Así mismo, los candidatos han manifestado su intención de mantener y profundizar en la política social del gobierno de Lula, que tanto rédito le ha dado y que ha logrado ampliar las bases de apoyo del gobierno hacía las clases de menor renta, coto antes exclusivo de la política del clientelismo y el patronazgo. Ésta es, por otro lado, la mejor noticia de la evolución reciente de la política brasileña: los políticos tradicionalistas, formados en prácticas poco democráticas y fraudulentas, acostumbrados a utilizar el aparato estatal en beneficio propio y, por lo tanto, con tendencia populistas, e irresponsabilidad fiscal, están desapareciendo del escenario político brasileño.

Quizás la mayor diferencia entre ambas propuestas de gobierno sea en lo referente a la política exterior, sin embargo, este sería tema para otro artículo.
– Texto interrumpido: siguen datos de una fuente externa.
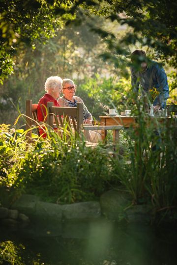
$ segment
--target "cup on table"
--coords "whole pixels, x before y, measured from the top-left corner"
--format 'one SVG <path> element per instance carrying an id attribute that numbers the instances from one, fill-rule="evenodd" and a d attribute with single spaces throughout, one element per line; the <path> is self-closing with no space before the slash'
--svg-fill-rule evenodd
<path id="1" fill-rule="evenodd" d="M 130 116 L 131 113 L 131 109 L 125 109 L 125 116 Z"/>
<path id="2" fill-rule="evenodd" d="M 111 115 L 116 115 L 118 114 L 118 112 L 116 109 L 109 109 L 109 113 Z"/>

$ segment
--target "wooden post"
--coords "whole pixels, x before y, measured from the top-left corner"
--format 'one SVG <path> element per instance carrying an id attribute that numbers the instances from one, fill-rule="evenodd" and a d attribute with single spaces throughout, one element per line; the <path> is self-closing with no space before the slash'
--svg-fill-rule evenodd
<path id="1" fill-rule="evenodd" d="M 28 130 L 31 128 L 31 118 L 32 118 L 32 100 L 26 100 L 26 130 Z M 31 130 L 29 130 L 26 134 L 27 141 L 29 142 L 31 138 Z"/>
<path id="2" fill-rule="evenodd" d="M 119 130 L 113 130 L 113 143 L 115 145 L 116 145 L 118 143 L 119 135 Z"/>
<path id="3" fill-rule="evenodd" d="M 53 128 L 54 126 L 54 115 L 52 114 L 53 111 L 51 109 L 52 107 L 53 106 L 53 102 L 49 102 L 47 103 L 47 124 L 52 128 Z"/>
<path id="4" fill-rule="evenodd" d="M 77 131 L 80 134 L 83 125 L 83 104 L 78 102 L 77 108 Z"/>

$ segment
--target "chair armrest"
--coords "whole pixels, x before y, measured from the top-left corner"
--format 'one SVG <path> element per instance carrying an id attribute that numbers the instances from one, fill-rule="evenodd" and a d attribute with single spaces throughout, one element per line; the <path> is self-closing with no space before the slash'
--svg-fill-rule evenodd
<path id="1" fill-rule="evenodd" d="M 119 125 L 109 126 L 109 125 L 90 125 L 89 124 L 84 124 L 83 129 L 86 131 L 89 130 L 121 130 L 123 129 L 123 126 Z"/>

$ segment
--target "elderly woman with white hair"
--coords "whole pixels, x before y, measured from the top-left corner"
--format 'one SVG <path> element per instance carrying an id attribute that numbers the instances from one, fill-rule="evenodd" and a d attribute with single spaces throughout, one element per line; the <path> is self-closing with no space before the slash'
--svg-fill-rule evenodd
<path id="1" fill-rule="evenodd" d="M 79 97 L 75 96 L 76 89 L 75 85 L 72 80 L 68 79 L 62 80 L 62 92 L 63 96 L 58 100 L 59 106 L 61 106 L 76 107 L 78 102 L 83 103 L 84 107 L 84 123 L 92 124 L 92 117 L 88 111 L 83 101 Z M 93 131 L 89 131 L 89 141 L 98 142 L 101 140 L 101 134 Z"/>
<path id="2" fill-rule="evenodd" d="M 37 118 L 39 122 L 44 122 L 46 119 L 46 107 L 47 102 L 54 102 L 55 106 L 59 106 L 57 101 L 62 89 L 62 79 L 59 77 L 50 77 L 45 83 L 45 91 L 46 93 L 39 100 L 37 105 Z M 40 135 L 45 137 L 46 135 L 42 128 L 39 128 Z"/>

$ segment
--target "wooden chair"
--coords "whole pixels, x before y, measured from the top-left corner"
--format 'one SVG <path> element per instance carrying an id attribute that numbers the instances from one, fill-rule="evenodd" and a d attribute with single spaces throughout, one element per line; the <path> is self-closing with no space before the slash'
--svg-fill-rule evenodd
<path id="1" fill-rule="evenodd" d="M 90 124 L 83 124 L 83 104 L 78 103 L 77 107 L 55 107 L 53 102 L 47 103 L 48 117 L 47 123 L 52 128 L 54 127 L 54 116 L 55 117 L 57 127 L 63 127 L 63 118 L 68 125 L 68 128 L 72 126 L 76 134 L 81 135 L 83 130 L 86 139 L 88 140 L 88 133 L 89 130 L 102 131 L 102 138 L 105 140 L 105 131 L 107 130 L 113 130 L 113 142 L 115 144 L 118 143 L 119 140 L 119 131 L 123 128 L 121 126 L 104 126 L 101 125 L 91 125 Z M 94 145 L 92 144 L 91 145 Z"/>
<path id="2" fill-rule="evenodd" d="M 31 100 L 26 100 L 26 130 L 29 130 L 26 134 L 27 139 L 30 140 L 31 139 L 32 127 L 36 127 L 38 135 L 40 136 L 38 127 L 38 121 L 37 115 L 37 104 L 32 104 Z"/>

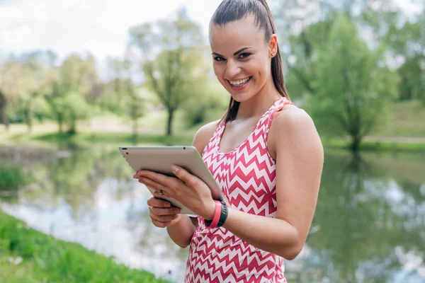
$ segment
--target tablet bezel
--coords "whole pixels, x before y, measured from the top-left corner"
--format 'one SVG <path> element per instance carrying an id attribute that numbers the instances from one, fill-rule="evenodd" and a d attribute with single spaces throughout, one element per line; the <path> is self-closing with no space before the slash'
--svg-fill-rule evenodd
<path id="1" fill-rule="evenodd" d="M 205 182 L 212 198 L 224 200 L 221 189 L 204 163 L 198 149 L 193 146 L 120 146 L 120 152 L 135 172 L 149 170 L 174 176 L 171 166 L 176 164 Z M 151 194 L 154 190 L 147 186 Z M 195 214 L 177 200 L 166 197 L 155 197 L 169 202 L 181 209 L 181 214 Z"/>

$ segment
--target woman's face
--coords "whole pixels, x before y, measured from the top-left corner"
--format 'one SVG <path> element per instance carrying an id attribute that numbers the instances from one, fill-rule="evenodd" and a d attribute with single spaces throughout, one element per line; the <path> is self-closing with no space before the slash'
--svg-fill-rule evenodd
<path id="1" fill-rule="evenodd" d="M 214 73 L 236 101 L 251 98 L 269 81 L 276 42 L 274 35 L 266 42 L 253 16 L 222 27 L 212 25 L 210 44 Z"/>

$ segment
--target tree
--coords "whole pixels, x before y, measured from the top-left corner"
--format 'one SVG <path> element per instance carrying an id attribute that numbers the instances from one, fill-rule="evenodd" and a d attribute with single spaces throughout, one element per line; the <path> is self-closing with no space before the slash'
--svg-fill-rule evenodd
<path id="1" fill-rule="evenodd" d="M 67 132 L 76 134 L 76 122 L 90 115 L 89 102 L 94 100 L 99 93 L 95 63 L 91 55 L 84 59 L 73 54 L 55 69 L 56 77 L 46 99 L 61 133 L 63 124 L 67 123 Z"/>
<path id="2" fill-rule="evenodd" d="M 33 118 L 35 111 L 37 110 L 35 106 L 40 104 L 38 102 L 40 102 L 44 99 L 43 96 L 51 91 L 52 78 L 50 69 L 55 58 L 56 56 L 49 51 L 37 51 L 21 57 L 23 71 L 22 76 L 18 79 L 20 101 L 23 120 L 28 126 L 28 132 L 32 130 Z"/>
<path id="3" fill-rule="evenodd" d="M 185 100 L 185 85 L 193 79 L 203 41 L 200 27 L 185 10 L 172 18 L 130 30 L 130 45 L 141 51 L 144 80 L 167 110 L 167 135 L 172 134 L 174 114 Z"/>
<path id="4" fill-rule="evenodd" d="M 6 130 L 10 124 L 8 108 L 18 100 L 21 73 L 22 65 L 16 59 L 11 58 L 0 65 L 0 116 Z"/>
<path id="5" fill-rule="evenodd" d="M 386 67 L 382 51 L 371 50 L 344 15 L 336 18 L 317 66 L 312 115 L 323 132 L 351 137 L 350 149 L 357 151 L 397 95 L 398 76 Z"/>
<path id="6" fill-rule="evenodd" d="M 123 61 L 115 59 L 113 61 L 114 77 L 112 83 L 114 96 L 119 98 L 120 109 L 124 115 L 129 117 L 132 124 L 133 142 L 137 142 L 137 132 L 139 119 L 145 112 L 144 90 L 138 89 L 132 81 L 134 73 L 133 54 L 127 50 L 125 59 Z"/>

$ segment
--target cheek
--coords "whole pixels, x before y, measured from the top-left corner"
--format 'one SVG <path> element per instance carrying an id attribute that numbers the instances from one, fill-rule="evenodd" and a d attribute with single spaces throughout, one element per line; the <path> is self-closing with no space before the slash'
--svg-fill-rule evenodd
<path id="1" fill-rule="evenodd" d="M 215 75 L 215 76 L 217 76 L 218 80 L 220 82 L 224 81 L 224 79 L 223 79 L 223 73 L 225 71 L 224 68 L 217 64 L 214 64 L 212 65 L 212 69 L 214 69 L 214 74 Z"/>

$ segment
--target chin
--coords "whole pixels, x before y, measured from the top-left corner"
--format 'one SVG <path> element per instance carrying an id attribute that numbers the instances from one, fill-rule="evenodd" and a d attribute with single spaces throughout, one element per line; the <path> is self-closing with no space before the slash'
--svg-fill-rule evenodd
<path id="1" fill-rule="evenodd" d="M 232 98 L 233 98 L 233 100 L 234 101 L 239 102 L 239 103 L 242 103 L 242 102 L 245 102 L 249 100 L 250 100 L 251 98 L 252 98 L 254 96 L 251 95 L 250 93 L 230 93 L 230 96 L 232 96 Z"/>

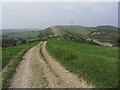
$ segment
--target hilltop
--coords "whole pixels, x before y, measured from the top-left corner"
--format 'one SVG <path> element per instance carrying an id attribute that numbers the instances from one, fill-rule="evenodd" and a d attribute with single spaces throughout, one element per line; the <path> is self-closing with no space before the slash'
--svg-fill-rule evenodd
<path id="1" fill-rule="evenodd" d="M 14 31 L 14 32 L 13 32 Z M 114 26 L 84 27 L 76 25 L 51 26 L 39 31 L 11 30 L 3 34 L 3 39 L 34 40 L 63 39 L 77 42 L 89 42 L 103 46 L 118 45 L 118 28 Z M 23 32 L 22 32 L 23 31 Z"/>

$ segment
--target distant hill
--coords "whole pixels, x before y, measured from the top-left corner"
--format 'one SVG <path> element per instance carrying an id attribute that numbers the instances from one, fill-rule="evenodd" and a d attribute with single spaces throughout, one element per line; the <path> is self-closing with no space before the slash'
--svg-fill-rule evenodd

La cuestión que se deriva, por lo tanto, es saber si el Presidente Lula influirá en el resultado de las próximas elecciones, es decir, si conseguirá transferir votos a su candidata. Los analistas políticos dicen que ahí está la clave. Si se observa dicha transferencia, Dilma puede ser elegida la primera mujer Presidente del Gobierno de Brasil. Los últimos datos de diferentes encuestas de opinión muestran que la popularidad de Lula actualmente supera el 80 por ciento, nivel sin parangón en la historia reciente de Brasil. La dificultad, sin embargo, se explica porque el elector brasileño es muy personalista, no asocia directamente Lula da Silva al PT y tampoco a Dilma. Este es el trabajo que tendrán que realizar (Lula y Dilma) en estos siete meses que quedan para las elecciones. A Serra le queda el apoyo del PSDB, del ex Presidente FHC (que quizás algunos consideren prejudicial) y el legado de buen gestor que dejó cuando fue Ministro de Sanidad. Aunque, la campaña electoral está prohibida hasta los tres meses anteriores a las votaciones, la carrera para la sucesión presidencial en Brasil está ya al rojo vivo y, por tanto, mucho hablaremos de ello a lo largo de todo este año.